Value stocks, FINERGY, and the 10-year Treasury are giving us clues for 2022.
The US stock market got off to a rough start for 2022 last week with the S&P 500 down nearly 2%. Investors sold off their Growth and Technology stocks, but they loaded up on Financials and Energy stocks which were actually up big last week.
The job market is strengthening. Wages are increasing at the highest rates in decades. Inflation is rising and near a 40-year high. The Fed is behind the curve when it comes to interest rate policy. Bond yields were up last week signaling higher rates are coming. Some analysts see the Fed begin hiking as early as March. Goldman Sachs is forecasting 4 Fed rate hikes this year (more than the 3 that many other economists are expecting).
In short, there is a shift from what we’ve seen the past 20 months in regards to what’s working and what’s not working. Could this lead to higher stock market volatility in 2022? In 2021 we never saw a pullback greater than 5% for the S&P 500. There is a good chance we see a correction (10% pullback) in the first half of the year if the Fed fumbles the ball in the red-zone.
I see this week as an important indicator of where things are headed. Here are the 3 things I’m watching this week as the story unfolds:
#1 – The Growth vs Value Trade
Through last Friday:
- The S&P 500 Growth ETF (IVW) was down -4.47% YTD.
- The S&P 500 Value ETF (IVE) was up +1.14% YTD.
Value stocks are already outperforming growth stocks by more than 5% this year after just one week of trading.
Growth has outperformed value in a big way since 2007. If we are seeing a true rotation into value, then there is a long way to go for this trade to unwind (and a lot of opportunity for stock pickers along the way)!
#2 – The “Finergy” Trade
Investors have poured money into Financial stocks (XLF) and Energy stocks (XLE) in recent days. The charts for these sectors are breaking out while the rest of the market is treading water. Higher interest rates bode well for Financial stocks. Energy stocks have been in favor for awhile now thanks to supply shortages and a rise in demand for fossil fuels as the economy recovers. I’m keeping an eye on the “Finergy” trade to see if it has sustainability.
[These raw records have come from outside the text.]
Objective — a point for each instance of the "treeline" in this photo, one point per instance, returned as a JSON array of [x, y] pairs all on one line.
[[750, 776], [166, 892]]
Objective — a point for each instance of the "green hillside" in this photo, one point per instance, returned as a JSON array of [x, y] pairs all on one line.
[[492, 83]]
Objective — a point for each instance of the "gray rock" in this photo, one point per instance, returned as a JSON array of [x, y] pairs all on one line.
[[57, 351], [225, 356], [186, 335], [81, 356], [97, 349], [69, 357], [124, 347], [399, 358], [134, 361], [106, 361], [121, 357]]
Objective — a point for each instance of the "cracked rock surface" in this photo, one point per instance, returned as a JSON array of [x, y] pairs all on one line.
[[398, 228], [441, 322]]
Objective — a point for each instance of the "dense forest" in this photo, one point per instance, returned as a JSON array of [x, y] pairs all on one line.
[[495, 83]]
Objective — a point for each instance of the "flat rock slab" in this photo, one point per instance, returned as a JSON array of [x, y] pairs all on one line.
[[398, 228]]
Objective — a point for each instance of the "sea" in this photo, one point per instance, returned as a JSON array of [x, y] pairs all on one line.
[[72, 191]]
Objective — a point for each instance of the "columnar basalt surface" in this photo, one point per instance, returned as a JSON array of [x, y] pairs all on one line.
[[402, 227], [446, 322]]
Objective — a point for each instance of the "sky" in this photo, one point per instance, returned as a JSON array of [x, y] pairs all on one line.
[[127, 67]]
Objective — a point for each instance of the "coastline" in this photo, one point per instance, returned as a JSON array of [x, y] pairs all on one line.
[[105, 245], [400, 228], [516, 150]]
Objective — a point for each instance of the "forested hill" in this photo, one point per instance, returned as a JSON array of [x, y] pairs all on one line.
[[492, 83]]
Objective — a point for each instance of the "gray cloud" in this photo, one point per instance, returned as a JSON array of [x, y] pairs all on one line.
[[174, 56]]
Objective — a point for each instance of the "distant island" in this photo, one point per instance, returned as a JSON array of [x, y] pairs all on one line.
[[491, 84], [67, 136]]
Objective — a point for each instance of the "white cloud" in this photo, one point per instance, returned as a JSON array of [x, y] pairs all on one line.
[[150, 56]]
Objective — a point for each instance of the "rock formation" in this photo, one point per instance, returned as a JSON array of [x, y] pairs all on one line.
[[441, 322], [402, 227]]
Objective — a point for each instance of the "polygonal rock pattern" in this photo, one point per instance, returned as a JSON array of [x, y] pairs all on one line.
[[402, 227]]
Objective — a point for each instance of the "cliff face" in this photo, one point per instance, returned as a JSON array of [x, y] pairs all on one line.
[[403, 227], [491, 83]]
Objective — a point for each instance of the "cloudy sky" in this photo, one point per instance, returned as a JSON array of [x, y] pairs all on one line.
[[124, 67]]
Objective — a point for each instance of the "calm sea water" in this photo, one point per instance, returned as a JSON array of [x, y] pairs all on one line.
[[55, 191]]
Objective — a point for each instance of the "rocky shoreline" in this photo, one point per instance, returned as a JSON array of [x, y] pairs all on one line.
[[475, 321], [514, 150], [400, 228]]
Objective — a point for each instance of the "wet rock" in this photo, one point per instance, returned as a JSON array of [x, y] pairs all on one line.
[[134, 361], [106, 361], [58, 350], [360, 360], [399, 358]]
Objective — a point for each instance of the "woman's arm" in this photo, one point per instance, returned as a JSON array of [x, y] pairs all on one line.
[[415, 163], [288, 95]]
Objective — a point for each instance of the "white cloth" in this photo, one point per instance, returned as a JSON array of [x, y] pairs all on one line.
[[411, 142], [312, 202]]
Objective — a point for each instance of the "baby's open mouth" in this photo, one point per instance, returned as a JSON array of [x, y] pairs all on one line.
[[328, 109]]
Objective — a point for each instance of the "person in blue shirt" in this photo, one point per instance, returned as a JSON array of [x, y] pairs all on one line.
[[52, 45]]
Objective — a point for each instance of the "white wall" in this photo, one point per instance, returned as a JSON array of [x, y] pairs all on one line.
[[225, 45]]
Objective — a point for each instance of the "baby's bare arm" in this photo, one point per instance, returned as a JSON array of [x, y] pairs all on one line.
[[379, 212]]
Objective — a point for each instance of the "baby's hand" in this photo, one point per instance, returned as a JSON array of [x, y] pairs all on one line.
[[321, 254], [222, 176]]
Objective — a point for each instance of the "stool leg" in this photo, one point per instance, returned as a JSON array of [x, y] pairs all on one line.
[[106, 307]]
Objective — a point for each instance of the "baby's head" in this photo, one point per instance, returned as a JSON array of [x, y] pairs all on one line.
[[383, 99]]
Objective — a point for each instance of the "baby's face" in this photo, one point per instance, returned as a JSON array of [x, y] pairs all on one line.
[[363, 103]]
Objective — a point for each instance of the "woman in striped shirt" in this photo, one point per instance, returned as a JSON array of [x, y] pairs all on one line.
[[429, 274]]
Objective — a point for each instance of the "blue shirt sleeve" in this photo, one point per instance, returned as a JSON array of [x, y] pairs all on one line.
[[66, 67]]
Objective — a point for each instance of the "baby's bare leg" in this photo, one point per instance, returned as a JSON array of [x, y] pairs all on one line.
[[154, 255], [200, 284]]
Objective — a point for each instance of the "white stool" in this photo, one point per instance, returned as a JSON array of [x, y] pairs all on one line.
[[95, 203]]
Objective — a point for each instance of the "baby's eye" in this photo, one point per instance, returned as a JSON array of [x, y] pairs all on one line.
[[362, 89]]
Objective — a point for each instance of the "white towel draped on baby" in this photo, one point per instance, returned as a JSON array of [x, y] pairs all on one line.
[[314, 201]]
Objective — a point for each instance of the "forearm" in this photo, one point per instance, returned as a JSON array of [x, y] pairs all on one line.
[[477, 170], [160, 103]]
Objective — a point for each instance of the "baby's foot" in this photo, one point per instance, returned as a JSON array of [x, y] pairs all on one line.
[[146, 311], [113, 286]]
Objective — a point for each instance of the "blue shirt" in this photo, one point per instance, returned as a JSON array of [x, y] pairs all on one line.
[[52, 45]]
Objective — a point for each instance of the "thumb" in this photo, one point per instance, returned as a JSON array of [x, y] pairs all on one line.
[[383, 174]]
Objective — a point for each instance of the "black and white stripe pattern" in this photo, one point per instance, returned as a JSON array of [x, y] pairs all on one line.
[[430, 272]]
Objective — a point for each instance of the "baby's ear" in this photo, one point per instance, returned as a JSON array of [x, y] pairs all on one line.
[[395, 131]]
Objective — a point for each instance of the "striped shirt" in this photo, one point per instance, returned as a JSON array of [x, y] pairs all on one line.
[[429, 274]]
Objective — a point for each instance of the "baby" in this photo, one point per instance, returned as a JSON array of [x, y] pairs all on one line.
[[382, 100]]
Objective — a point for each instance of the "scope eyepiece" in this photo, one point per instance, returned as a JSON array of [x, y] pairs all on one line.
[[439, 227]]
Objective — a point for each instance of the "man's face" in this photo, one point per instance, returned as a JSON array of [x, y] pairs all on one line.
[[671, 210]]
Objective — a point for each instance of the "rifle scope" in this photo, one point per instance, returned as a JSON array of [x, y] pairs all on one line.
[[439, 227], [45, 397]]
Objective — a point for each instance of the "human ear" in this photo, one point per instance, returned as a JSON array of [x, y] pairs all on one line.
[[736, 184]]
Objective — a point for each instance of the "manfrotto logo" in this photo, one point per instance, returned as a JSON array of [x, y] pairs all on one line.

Also notable is that Finergy has some of the most attractive valuations in the market relative to other sectors.
#3 – The 10-Year Treasury Yield
The yield on the 10-year US Treasury has done nothing but go up since the beginning of the year. In fact the 10-year is now at a new post-COVID high as it yields above 1.75% this morning. All it needs to do is trade above 1.85% and it will be above pre-COVID levels.
Long-term, stick to your strategy. In a diversified portfolio you will always have something you LOVE and something you HATE. Those positions will vary over time.
Long-term investors shouldn’t get too excited about all the noise.
The reality is that if you have a diversified portfolio it should include all of the asset classes mentioned above (Tech, Finanicals, Energy, Value, and Growth). If your portfolio is diversified correctly you should always have something you hate and something you love in your portfolio. Stay focused on the long-term.